Teachers and children at the school, which is close to a farm in Corwen, North Wales, where the H7N2 strain of bird flu was discovered last week, were being treated with antiviral medication as a precaution, the National Public Health Service (NPHS) said in a statement.
A total of 12 people have been identified as suffering from the flu, reporting "symptoms of a flu like illness or conjunctivitis" it said, but stressed no one was seriously ill.
It identified 142 people who may have had contact with the avian flu and said it could not rule out person-to-person contact.
"Person-to-person spread would be very unusual but limited spread of this type has been seen elsewhere in the past in some cases of bird flu," said Dr Marion Lyons of the NPHS.
"As a precautionary measure the NPHS is continuing to offer people who have had contact with individuals with this illness antiviral medication to minimise the risk of spread."
Authorities confirmed an outbreak of bird flu last Friday among chickens at a farm in North Wales.
But it was the low pathogenic H7N2 strain of bird flu, not the H5N1 strain, which is potentially deadly to humans and has caused scares elsewhere in the past.
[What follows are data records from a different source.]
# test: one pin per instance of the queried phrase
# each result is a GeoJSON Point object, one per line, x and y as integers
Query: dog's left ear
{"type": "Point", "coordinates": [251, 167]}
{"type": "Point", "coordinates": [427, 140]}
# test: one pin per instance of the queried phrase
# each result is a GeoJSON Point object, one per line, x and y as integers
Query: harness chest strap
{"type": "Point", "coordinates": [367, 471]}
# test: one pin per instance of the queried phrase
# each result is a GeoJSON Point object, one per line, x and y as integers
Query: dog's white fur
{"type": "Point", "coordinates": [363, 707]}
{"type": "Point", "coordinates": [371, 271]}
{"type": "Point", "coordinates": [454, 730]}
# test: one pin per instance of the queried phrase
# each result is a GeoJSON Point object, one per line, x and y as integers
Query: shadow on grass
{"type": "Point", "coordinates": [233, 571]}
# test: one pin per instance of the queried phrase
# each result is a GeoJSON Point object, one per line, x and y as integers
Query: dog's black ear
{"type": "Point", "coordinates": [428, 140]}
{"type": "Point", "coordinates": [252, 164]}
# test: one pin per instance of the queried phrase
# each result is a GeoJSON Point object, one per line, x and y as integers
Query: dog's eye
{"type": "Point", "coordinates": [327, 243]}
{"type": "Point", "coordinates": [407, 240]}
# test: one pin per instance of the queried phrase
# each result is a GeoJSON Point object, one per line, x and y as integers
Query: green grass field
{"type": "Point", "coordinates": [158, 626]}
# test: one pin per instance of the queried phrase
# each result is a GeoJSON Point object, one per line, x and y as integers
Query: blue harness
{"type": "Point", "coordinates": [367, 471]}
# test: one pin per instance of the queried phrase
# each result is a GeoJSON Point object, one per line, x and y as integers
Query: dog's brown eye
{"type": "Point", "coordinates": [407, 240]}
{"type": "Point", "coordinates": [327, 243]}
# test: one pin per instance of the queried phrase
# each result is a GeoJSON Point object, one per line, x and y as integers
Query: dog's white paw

Lyons said that investigations into the H7N2 strain had shown that when it spreads from person to person, the illness become milder.
But she added: "Experience of this particular bird flu virus in humans is limited so we are actively managing the public health response."
Britain has been on the watch for bird disease after Europe's biggest turkey producer Bernard Matthews was forced to destroy 160,000 turkeys because of an outbreak of the H5N1 strain of bird flu in England earlier this year.
The World Health Organisation says 186 people have died of bird flu since the H5N1 virus resurfaced in Southeast Asia in 2003. The virus has since spread throughout much of Asia, parts of Europe, the Middle East and Africa.
The presence of an H7 virus in poultry is treated seriously by animal health officials because scientists believe that, when allowed to circulate in poultry populations, a low pathogenic virus can mutate into the highly pathogenic form.